É o profeta que, durante os tempos difíceis do exílio do povo eleito, levava a consolação e a esperança. Na segunda parte do seu livro, dos capítulos 40 - 55 (Livro da Consolação), anuncia a libertação, fala de um novo e glorioso êxodo e da criação de uma nova Jerusalém, reanimando assim, os exilados. As principais passagens deste livro são proclamadas durante o tempo do Advento num anúncio perene de esperança para os homens de todos os tempos.



JOÃO BATISTA

É o último dos profetas e segundo o próprio Jesus, "mais que um profeta", "o maior entre os que nasceram de mulher", o mensageiro que veio diante d'Ele a fim de lhe preparar o caminho, anunciando a sua vinda (conf. Lc 7, 26 - 28), pregando aos povos a conversão, pelo conhecimento da salvação e perdão dos pecados (Lc 1, 76s). A figura de João Batista ao ser o precursor do Senhor e aponta-lo como presença já estabelecida no meio do povo, encarna todo o espírito do Advento; por isso ele ocupa um grande espaço na liturgia desse tempo, em especial no segundo e no terceiro domingo. João Batista é o modelo dos que são consagrados a Deus e que, no mundo de hoje, são chamados a também ser profetas e profecias do reino, vozes no deserto e caminho que sinaliza para o Senhor, permitindo, na própria vida, o crescimento de Jesus e a diminuição de si mesmo, levando, por sua vez os homens a despertar do torpor do pecado.

MARIA

Não há melhor maneira de se viver o Advento que unindo-se a Maria como mãe, grávida de Jesus, esperando o seu nascimento. Assim como Deus precisou do sim de Maria, hoje, Ele também precisa do nosso sim para poder nascer e se manifestar no mundo; assim como Maria se "preparou" para o nascimento de Jesus, a começar pele renúncia e mudança de seus planos pessoais para sua vida inteira, nós precisamos nos preparar para vivenciar o Seu nascimento em nós mesmos e no mundo, também numa disposição de "Faça-se em mim segundo a sua Palavra" (Lc 1, 38), permitindo uma conversão do nosso modo de pensar, da nossa mentalidade, do nosso modo de viver, agir etc. Em Maria encontramos se realizando, a expectativa messiânica de todo o Antigo Testamento.


JOSÉ

Nos textos bíblicos do Advento, se destaca José, esposo de Maria, o homem justo e humilde que aceita a missão de ser o pai adotivo de Jesus. Ao ser da descendência de Davi e pai legal de Jesus, José tem um lugar especial na encarnação, permitindo que se cumpra em Jesus o título messiânico de "Filho de Davi". José é justo por causa de sua fé, modelo de fé dos que querem entrar em diálogo e comunhão com Deus.




segunda-feira, 28 de novembro de 2011

O TEMPO DO ADVENTO - IV


Espiritualidade do advento

A liturgia do Advento nos impulsiona a reviver alguns dos valores essenciais cristãos, como a alegria expectante e vigilante, a esperança, a pobreza, a conversão.

Deus é fiel a suas promessas: o Salvador virá; daí a alegre expectativa, que deve nesse tempo, não só ser lembrada, mas vivida, pois aquilo que se espera acontecerá com certeza. Portanto, não se está diante de algo irreal, fictício, passado, mas diante de uma realidade concreta e atual. A esperança da Igreja é a esperança de Israel já realizada em Cristo mas que só se consumará definitivamente na parusia do Senhor. Por isso, o brado da Igreja característico nesse tempo é "Marana tha"! Vem Senhor Jesus!

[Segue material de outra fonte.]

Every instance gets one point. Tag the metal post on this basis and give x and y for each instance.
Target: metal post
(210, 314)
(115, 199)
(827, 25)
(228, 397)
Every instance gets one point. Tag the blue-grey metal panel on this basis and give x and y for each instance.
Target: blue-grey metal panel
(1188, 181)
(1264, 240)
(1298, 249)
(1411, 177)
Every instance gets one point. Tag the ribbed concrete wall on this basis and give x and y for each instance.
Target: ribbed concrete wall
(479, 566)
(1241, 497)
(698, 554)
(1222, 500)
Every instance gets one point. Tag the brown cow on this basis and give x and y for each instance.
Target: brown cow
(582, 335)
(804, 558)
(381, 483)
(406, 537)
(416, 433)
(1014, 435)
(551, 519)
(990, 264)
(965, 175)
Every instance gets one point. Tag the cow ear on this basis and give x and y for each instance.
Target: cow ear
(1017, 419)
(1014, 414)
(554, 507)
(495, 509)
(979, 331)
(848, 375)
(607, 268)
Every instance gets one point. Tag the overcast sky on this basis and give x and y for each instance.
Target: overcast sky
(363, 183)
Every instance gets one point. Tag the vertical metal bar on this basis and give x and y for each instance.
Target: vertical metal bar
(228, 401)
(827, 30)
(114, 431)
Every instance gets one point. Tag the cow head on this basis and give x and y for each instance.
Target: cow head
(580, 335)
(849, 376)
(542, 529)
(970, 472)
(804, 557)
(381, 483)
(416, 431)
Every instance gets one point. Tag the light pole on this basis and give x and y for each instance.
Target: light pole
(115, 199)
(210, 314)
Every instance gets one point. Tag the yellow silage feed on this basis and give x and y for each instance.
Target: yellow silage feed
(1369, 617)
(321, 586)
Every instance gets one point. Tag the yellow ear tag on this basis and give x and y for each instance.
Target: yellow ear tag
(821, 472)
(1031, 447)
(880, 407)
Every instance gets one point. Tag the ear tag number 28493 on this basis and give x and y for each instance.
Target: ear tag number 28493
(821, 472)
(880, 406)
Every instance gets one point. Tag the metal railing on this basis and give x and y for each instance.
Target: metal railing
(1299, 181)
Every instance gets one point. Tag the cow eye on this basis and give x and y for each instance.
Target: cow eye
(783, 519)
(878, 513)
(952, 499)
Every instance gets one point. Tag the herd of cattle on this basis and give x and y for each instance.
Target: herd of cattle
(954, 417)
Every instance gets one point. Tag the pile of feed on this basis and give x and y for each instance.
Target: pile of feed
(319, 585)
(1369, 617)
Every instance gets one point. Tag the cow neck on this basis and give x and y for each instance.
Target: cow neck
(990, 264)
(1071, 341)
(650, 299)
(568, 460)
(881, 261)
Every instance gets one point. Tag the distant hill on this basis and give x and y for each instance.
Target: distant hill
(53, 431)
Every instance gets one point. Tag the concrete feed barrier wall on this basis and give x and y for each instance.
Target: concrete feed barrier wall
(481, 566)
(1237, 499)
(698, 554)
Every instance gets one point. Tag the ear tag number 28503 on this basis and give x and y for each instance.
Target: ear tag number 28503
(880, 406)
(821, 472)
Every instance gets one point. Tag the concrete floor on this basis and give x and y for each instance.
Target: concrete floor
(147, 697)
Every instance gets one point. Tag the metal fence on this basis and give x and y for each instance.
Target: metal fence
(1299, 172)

O tempo do Advento é tempo de esperança porque Cristo é a nossa esperança (I Tm 1, 1); esperança na renovação de todas as coisas, na libertação das nossas misérias, pecados, fraquezas, na vida eterna, esperança que nos forma na paciência diante das dificuldades e tribulações da vida, diante das perseguições, etc.

O Advento também é tempo propício à conversão. Sem um retorno de todo o ser a Cristo não há como viver a alegria e a esperança na expectativa da Sua vinda. É necessário que "preparemos o caminho do Senhor" nas nossas próprias vidas, "lutando até o sangue" contra o pecado, através de uma maior disposição para a oração e mergulho na Palavra.

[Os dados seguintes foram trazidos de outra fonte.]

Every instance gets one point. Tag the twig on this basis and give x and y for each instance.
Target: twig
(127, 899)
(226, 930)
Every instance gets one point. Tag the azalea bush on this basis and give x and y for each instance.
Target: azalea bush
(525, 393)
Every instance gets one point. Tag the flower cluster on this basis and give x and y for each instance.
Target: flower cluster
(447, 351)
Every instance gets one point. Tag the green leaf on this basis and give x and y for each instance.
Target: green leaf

No Advento, precisamos nos questionar e aprofundar a vivência da pobreza. Não pobreza econômica, mas principalmente aquela que leva a confiar, se abandonar e depender inteiramente de Deus (e não dos bens terrenos), que tem n'Ele a única riqueza, a única esperança e que conduz à verdadeira humildade, mansidão e posse do Reino.